Orar en(canto).

Dentro da grande gaveta cultural em que o Cristianismo se move, encontramos gozosas manifestações do ser humano que anseia pelo Alto – Bom, Belo e Verdadeiro. Elevam o espírito pela gradeza que emergem, pelo colóquio feito silêncio ou pelo silêncio feito Palavra(s). E o Louvor brota nestes encontros que o impulsionam a ser o que ele próprio é – culto e cultura, cultura cultual.

A Liturgia é diálogo do Divino em convívio com o Humano. Resulta da vida de um, embalado na ternura do Outro. Ali o alimento é Ele próprio… novo Natal! O Verbo Incarnado sobre o altar – Mistério Pascal – oferenda viva, por nós e para nós. E a Igreja nasce e faz-se, no agrupar dos grãos de trigo que feitos Corpo nos fazem Cristo.

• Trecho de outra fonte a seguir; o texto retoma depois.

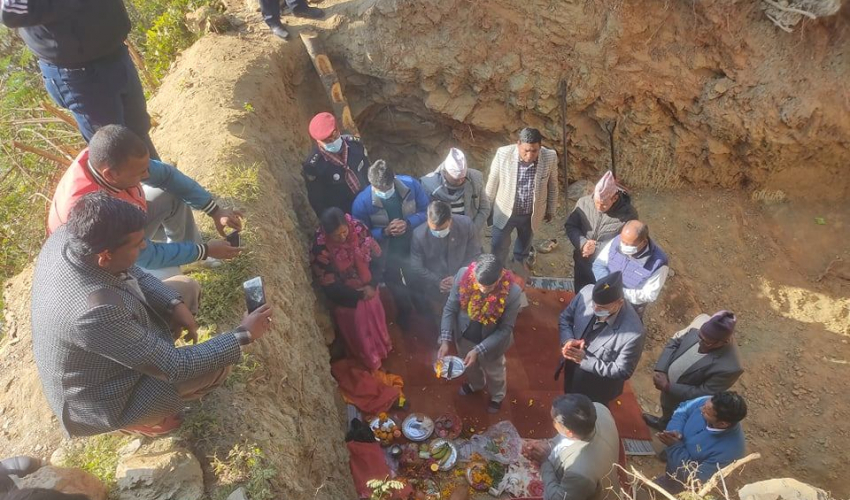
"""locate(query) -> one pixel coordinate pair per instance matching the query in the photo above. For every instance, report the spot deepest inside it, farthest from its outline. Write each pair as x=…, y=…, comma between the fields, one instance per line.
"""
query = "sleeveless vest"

Os sentidos entorpecidos acedem ao convite à vigilância! A cor, o incenso, as luzes, o movimento – o corpo reza pela postura, pela mente, pela voz. Canta e reza, reza cantando. É desta torrente que destaco, num corpo que respira a dois pulmões – culto e cultura – uma figura ímpar da Música Litúrgica no panorama português e quiçá europeu. Trata-se, claro está, do Padre António Ferreira dos Santos (1936). Não é minha intenção deter-me sobre a figura, mas sobre a obra.

A música litúrgica bebe das fontes da Sagrada Escritura e carrega a Tradição da Igreja que louva cantando. Do gregoriano à polifonia, dos hinos e corais às Missas compostas por afamados mestres clássicos a liturgia viveu sempre da qualidade e da elevação. Culto e cultura de mãos dadas e respirando a brisa que os envolvia. No contexto da composição litúrgica do pós-Vaticano II, Ferreira dos Santos destacou-se pela capacidade de compreender que num cântico o texto é o soberano.

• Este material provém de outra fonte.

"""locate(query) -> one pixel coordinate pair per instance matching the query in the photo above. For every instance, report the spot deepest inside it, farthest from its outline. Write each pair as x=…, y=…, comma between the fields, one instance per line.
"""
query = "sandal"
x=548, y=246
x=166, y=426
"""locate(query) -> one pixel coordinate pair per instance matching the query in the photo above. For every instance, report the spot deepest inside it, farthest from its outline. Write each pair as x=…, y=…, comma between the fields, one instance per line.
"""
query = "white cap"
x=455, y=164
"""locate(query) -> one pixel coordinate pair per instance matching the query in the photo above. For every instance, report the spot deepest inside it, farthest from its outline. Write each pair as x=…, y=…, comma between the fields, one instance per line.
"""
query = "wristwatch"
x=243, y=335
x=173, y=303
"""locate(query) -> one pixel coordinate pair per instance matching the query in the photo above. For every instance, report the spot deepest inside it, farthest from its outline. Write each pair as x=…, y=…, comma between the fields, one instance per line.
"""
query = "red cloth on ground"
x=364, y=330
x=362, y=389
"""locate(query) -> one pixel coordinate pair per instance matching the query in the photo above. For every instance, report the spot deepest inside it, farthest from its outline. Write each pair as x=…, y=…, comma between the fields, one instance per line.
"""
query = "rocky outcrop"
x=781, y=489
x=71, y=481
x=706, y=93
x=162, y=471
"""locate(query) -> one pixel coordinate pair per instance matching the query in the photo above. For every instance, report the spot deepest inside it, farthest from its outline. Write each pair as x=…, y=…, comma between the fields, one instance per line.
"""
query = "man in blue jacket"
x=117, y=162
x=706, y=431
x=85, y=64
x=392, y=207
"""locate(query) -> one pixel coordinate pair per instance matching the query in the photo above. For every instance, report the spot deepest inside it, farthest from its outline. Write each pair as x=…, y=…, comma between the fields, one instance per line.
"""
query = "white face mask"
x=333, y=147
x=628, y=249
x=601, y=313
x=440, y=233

Variadíssimas composições da sua autoria revelam um aturado esforço para submeter as soltas melodias à pauta que o texto exigia. E deste modo, texto e música tornam-se num instrumento único que permite compreender o que celebrarmos e rezar o que cantamos. Pensemos no conhecido cântico «Eu vi a Cidade Santa» e reflitamos o pormenor da melodia que sobe e desce, como sobe e desce a contemplação do orante. Entre mais agudos e mais graves, a música diz o texto, fala, exclama com o coração ardente da estupefação ante a admirável grandeza que lhe é concedida! E o povo reza, porque canta e a assembleia louva em uníssono o Bom e Belo Deus. E a fé é o âmago que alimenta, mantém e sustém esta misteriosa e efusiva expressão da arte pela música.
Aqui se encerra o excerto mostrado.